Les Maraudeurs échangent un regard, histoire de savoir si on peut vraiment nous faire confiance. Il semblerait que la réponse soit néanmoins oui, car Lupin ouvre la bouche et dit…

- …je…je…Je suis…un…loup-garou.

Ah…

Je n'avais pas prévu ça. Bonne explication à leur réticence. Je ne crois pas que cela puisse être un mensonge. Vu leur tête, Lupin a dit la vérité, et ils sont trop mauvais comédiens pour jouer un rôle sans que je ne le voie.
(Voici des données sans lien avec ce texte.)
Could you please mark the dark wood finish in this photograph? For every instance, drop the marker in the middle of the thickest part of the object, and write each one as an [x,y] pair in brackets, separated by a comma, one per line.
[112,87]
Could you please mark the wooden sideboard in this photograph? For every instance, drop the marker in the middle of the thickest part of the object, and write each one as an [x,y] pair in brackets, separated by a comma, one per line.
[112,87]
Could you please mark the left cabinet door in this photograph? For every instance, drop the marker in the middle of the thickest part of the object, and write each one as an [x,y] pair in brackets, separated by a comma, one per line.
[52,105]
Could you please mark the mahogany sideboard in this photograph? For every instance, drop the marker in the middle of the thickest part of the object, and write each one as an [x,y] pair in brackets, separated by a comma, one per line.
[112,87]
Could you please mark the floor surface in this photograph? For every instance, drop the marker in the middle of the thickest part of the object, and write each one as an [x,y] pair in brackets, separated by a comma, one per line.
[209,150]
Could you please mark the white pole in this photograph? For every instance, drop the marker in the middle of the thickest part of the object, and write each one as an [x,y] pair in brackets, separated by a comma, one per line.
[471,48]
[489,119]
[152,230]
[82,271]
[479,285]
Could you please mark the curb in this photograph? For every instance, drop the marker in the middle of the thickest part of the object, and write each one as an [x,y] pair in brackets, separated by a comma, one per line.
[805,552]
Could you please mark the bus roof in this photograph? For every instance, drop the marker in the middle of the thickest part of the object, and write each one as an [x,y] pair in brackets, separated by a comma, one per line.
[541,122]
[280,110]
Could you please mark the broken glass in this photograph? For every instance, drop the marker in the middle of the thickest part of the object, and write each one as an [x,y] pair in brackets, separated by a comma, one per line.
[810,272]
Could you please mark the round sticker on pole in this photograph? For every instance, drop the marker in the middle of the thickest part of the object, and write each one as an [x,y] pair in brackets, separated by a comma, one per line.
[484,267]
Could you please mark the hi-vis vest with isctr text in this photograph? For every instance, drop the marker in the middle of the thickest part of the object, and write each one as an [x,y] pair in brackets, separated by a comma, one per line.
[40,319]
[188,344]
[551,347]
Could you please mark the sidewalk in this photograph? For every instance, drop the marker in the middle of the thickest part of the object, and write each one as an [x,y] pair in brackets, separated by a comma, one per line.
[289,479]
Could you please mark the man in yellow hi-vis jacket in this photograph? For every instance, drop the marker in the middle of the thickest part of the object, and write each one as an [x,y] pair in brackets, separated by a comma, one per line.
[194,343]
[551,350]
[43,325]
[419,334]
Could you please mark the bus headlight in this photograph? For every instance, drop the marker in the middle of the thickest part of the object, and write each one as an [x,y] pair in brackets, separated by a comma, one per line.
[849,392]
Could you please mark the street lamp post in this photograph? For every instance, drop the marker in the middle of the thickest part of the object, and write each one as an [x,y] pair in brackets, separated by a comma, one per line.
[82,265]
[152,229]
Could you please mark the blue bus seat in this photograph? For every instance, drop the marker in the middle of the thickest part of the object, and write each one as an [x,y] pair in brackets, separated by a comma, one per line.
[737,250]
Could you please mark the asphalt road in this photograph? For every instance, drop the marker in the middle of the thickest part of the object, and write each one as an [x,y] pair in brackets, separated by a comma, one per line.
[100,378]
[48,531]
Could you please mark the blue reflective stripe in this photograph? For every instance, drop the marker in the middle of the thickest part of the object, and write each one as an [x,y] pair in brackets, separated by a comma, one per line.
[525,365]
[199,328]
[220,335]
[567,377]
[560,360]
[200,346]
Un loup-garou…ça explique. Hum, je ne connais pas très bien ces créatures. Elles sont brutales et sanguinaires, c'est certain. Mais seulement lors de la pleine Lune, apparemment. Lupin est loin d'être un monstre incontrôlable, hormis le fait que c'est un Maraudeur.

Les préjugés envers ces bestioles sont grands. La plupart les détestent. D'autres, pour faire original, les considèrent comme de gentils animaux de compagnie si on les croit. Je n'appartiens à aucun de ces genres.

Je ne les aime ni ne les crains. Lupin se transforme en monstre une fois par mois, certes. Cependant, du moment que je n'assiste pas à ces transformations, il ne me dérange pas. J'ai beau ne pas l'apprécier, il a beau être aussi crétin que ses amis, il n'en reste pas moins humain en dehors de ce moment fatidique.

Mais bon, après, ce n'est que mon avis. Il faut voir celui de mes sœurs. J'ignore si leur raisonnement a été analogue au mien.

C'est Mnémosyne (il faut vraiment que je lui parle seule à seule, ce n'est plus possible. Je sais que l'amour donne des ailes, mais j'espère tout de même ne pas en être arrivée à ce point-là.) qui ouvre le jeu. Elle s'approche de Lupin, fais un effort visible pour le regarder dans les yeux (heureusement que la lumière émise par nos baguettes est faible, je n'apprécierais guère que Lupin s'aperçoive qu'elle devient tomate en le regardant), et tends la main.

- Ça me va, dit-elle dans un souffle.

L'une après l'autre, mes trois autres sœurs se succèdent auprès de lui, et répètent le même geste. Reste moi.

Je m'avance à mon tour, et répète les mêmes mots que Mné. Mais ce n'est pas Lupin que je regarde. C'est Black, qui me fixe lui aussi de son regard envoûtant (gifle mentale.)